Mr. Richard Johnston
was born in Melbourne, Australia, in 1862, and came when a child with his parents to New Zealand. He was employed in the butchering trade at an early age, and has successfully continued in it. He was the principal butcher on the first Midland Railway works, and afterwards owned the leading business in
Brunnerton, with a branch in Greymouth. Mr. Johnston takes a great interest in municipal and other matters. After the division of the Brunner Borough into wards, he stood for election for the east ward, against three well-known residents and was returned at the head of the poll by a large majority; and he was re-elected, unopposed, on three subsequent occasions. For some years he took an active part in volunteering; and is a Past Master in the Order of Freemasons. He afterwards removed from Brunnerton to Cobden.
Mr.

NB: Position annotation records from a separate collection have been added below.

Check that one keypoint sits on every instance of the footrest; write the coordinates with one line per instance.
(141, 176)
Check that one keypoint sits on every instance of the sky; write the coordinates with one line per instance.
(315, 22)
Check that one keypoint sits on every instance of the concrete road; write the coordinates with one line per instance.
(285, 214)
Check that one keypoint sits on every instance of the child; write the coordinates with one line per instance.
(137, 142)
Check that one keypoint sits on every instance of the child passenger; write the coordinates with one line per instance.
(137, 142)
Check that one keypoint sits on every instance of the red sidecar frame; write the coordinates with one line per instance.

Robert Alison
, Manager of the Tyneside Coal Mines at Brunner, was born in Ayrshire, Scotland, educated in England and Germany, and served his time in the well known firm of Messrs Simpson and Wilson, of Glasgow, with whom he remained eight years. As an experienced mining engineer his knowledge was gained from Messrs Archibald Russell, of Lanarkshire, among the largest coalmasters in Scotland. Mr. Alison was assistant general manager at Hamilton, the firm's headquarters, and had charge of the sinking of three shafts, besides doing a considerable amount of work in opening up and developing the firm's numerous properties. He was engaged
in England by the London directors of the Greymouth-Point Elizabeth Railway Coal Company, Limited, to act as the Company's mining engineer at Brunnerton, where much that was profitable to the Company was done under his direction. The whole of the work of bridging the Grey river, laying the railway to Point Elizabeth, and developing the coal mine was carried out under his superintendence. The mine is now (1906) the property of the Government of New Zealand, and Mr. Alison is manager at the Tyneside mines in the Brunner district.